June 28, 2012 | 7:49 pm
Posted by Rabbi John Rosove
Recall the last time you became really angry, blindingly, uncontrollably angry, so filled with rage that you couldn’t think straight.
What did you do about it? Did you act out or say anything? When you calmed down did you feel justified in what you’d felt and satisfied in having said or done what you did? Was there a positive result to whatever you said or did, that is, did the relationship get stronger and better, or did your relationship with the person with whom you were angry deteriorate?
I ask these questions because this week’s Torah portion tells of an incident in Moses’ life when his anger had serious consequences for him and the people of Israel. The incident took place following the death of his sister Miriam, when he and his brother Aaron were still in mourning. The children of Israel had taken the occasion to complain bitterly about having no water. Moses and Aaron appealed to God, and God told Moses to gather the people, speak to a rock, and water would flow thus sating the people’s thirst.
Moses, however, was so overwrought with grief and was so aggravated at the people’s incessant complaining that instead of speaking to the rock he struck it twice with his rod. Water gushed out, as God had promised, but God was incensed by Moses’ defiance and punished him harshly:
“Because you did not trust Me enough to affirm My sanctity in the sight of the Israelite people, you shall not lead this congregation into the land that I have given them.” (Numbers 20:12)
To deny Moses the privilege of entering the Promised Land was devastating to a man who had dedicated his life to God and the people; and we ask what sin could hold such a consequence?
The rabbis offer a number of ideas. Maimonides said that Moses’ bitter language did not become his position as leader. The Talmud says that Moses lacked sufficient faith. Nahmanides thought that Moses showed hubris when he accepted credit for providing water in God’s place. And Rashi said that Moses lost his temper.
I want to focus on Rashi’s interpretation. Isn’t rage part of being human? After all, we all get angry.
There are many contemporary parallels to Moses’ fury. One is “road rage” when a driver becomes so infuriated at another driver that he seeks vengeance. The National Highway Traffic Safety Administration has estimated that “road rage” is a factor in 28,000 highway deaths every year.
Studies of the approximately 16,000 murders annually in America reveal that a majority are committed by people who know personally the victim thus defining it as a crime of passion.
Of course, not all anger results in violent acts. Language is a powerful weapon when used skillfully against our adversaries. The old saying “sticks and stones may break my bones but names will never hurt me” is wrong. What we say and how we say it can do serious damage.
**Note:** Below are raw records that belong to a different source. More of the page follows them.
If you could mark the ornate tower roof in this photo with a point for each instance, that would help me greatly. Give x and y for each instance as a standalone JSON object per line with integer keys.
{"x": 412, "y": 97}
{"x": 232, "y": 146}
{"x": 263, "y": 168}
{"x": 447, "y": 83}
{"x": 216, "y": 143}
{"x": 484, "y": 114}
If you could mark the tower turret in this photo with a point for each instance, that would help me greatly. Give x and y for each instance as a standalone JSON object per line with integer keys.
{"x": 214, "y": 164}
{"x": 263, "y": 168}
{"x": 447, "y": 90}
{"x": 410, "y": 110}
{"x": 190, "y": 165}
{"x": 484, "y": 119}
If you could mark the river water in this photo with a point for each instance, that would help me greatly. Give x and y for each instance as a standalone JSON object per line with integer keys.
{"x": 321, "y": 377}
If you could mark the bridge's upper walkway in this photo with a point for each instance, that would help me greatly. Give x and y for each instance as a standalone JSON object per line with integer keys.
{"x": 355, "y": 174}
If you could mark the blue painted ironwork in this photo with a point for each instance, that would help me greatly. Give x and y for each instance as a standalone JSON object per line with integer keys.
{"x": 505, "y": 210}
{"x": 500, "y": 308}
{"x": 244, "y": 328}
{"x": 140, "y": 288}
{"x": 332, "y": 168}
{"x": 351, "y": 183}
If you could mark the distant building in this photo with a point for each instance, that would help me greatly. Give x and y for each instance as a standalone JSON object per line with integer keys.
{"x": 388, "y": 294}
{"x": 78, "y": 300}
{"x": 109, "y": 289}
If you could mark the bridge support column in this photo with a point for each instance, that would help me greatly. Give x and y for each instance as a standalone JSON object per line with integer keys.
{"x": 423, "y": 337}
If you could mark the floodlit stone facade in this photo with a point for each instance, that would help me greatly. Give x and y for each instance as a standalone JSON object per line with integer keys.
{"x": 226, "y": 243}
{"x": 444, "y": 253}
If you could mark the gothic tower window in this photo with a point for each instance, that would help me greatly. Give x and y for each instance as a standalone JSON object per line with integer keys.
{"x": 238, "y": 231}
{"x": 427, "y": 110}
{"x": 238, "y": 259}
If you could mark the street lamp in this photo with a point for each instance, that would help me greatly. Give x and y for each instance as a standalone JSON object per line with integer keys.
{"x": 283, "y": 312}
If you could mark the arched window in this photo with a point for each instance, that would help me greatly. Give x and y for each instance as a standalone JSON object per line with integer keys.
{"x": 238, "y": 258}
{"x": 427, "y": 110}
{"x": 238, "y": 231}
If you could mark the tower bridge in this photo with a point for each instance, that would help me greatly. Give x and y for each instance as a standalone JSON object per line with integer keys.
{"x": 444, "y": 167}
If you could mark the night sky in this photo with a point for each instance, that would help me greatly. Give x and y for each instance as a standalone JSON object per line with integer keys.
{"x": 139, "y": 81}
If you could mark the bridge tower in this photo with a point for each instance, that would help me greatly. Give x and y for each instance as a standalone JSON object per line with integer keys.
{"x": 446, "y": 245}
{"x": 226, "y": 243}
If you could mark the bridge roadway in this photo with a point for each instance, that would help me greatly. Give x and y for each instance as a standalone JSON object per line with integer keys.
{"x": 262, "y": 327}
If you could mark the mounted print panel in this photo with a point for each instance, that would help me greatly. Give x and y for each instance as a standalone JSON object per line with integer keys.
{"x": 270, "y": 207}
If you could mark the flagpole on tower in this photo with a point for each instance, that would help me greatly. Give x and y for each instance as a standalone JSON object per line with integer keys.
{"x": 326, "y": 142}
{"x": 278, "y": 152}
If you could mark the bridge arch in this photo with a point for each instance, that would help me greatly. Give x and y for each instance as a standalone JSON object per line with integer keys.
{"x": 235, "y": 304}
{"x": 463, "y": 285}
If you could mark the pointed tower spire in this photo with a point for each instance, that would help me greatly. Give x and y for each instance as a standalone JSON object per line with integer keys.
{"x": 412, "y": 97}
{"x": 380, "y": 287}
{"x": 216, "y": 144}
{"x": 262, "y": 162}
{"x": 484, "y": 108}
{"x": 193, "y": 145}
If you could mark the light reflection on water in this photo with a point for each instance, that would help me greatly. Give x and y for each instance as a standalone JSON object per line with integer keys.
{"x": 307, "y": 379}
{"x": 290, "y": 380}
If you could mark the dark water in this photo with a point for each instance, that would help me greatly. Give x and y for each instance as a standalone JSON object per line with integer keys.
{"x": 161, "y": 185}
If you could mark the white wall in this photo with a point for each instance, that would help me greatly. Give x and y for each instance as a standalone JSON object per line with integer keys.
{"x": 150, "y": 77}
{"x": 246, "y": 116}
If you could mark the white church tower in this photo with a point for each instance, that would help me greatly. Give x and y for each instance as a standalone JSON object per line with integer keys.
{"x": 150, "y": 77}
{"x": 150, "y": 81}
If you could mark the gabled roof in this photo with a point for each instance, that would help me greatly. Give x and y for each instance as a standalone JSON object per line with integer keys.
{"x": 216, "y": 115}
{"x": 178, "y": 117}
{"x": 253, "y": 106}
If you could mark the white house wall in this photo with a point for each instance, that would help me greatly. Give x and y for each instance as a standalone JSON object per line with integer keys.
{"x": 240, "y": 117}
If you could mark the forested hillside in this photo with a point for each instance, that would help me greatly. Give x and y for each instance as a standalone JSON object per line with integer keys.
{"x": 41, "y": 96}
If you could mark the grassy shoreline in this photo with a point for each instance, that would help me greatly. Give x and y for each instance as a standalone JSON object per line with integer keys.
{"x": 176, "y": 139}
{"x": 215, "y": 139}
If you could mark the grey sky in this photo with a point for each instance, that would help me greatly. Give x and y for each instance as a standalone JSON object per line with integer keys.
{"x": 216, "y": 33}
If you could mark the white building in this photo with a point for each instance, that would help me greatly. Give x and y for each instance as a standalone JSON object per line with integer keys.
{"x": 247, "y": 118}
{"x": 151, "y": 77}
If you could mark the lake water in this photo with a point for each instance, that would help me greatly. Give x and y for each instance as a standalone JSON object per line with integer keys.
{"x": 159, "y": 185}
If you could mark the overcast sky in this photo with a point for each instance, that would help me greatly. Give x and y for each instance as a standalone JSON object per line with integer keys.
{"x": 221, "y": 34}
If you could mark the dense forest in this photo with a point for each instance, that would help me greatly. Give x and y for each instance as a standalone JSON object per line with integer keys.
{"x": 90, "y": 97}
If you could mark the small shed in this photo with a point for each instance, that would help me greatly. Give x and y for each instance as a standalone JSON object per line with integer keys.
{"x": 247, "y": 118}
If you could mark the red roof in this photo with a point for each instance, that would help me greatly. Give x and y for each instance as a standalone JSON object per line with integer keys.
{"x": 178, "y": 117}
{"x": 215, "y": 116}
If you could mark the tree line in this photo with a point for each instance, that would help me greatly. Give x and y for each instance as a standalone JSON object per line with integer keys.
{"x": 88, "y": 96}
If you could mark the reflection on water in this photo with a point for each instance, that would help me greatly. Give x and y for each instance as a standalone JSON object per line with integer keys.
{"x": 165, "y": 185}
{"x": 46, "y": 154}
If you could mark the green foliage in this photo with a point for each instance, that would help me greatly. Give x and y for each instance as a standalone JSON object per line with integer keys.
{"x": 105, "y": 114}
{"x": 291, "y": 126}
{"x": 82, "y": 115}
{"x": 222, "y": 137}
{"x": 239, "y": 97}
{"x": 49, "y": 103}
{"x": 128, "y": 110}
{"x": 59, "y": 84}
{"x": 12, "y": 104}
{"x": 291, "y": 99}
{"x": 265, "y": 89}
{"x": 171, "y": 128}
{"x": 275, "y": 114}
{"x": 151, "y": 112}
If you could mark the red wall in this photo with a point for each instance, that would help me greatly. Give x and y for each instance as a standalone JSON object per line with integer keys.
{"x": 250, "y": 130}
There are times, of course, when anger is justified, such as against those who misuse their talents for evil ends, in the face of ingratitude, lies, slander, theft, mistreatment of the poor, cruelty, and false claims in God’s Name. (see A Code of Jewish Ethics, volume 1, by Rabbi Joseph Telushkin, pages 258-262).
Besides righteous indignation, the tongue can cause serious damage to marriages, friendships, and relationships between co-workers, as well as inspire fear in the home, work and school settings and destroy trust.
Holding onto our anger also has a terrible effect. Mark Twain said that “anger is an acid that can do more harm to the vessel in which it is stored than to anything on which it is poured.”
If we follow Rashi’s interpretation, despite his strength as a leader, prophet, liberator, legislator, judge, and military chieftain, Moses lost the promise because he could not control his rage.
Tradition asks what constitutes real strength: Eizeh hu gibor? – Who is strong? Hakovesh et yitzro – Not the one who has physical strength, public or familial power, but “the one who controls his/her passions.” (Mishnah, Pirkei Avot 4:1) The Vilna Gaon understood the term yitzro as “his anger.”
In this sense, Moses showed a core weakness when he lost his temper before the people. If Moses was so capable of losing control, then so much the more so that each of us needs to check our rage when ever it shows itself, be it on the highway, within the home, among friends, at work, and before strangers. If we are able to do so, we and everyone around us will be the better for it.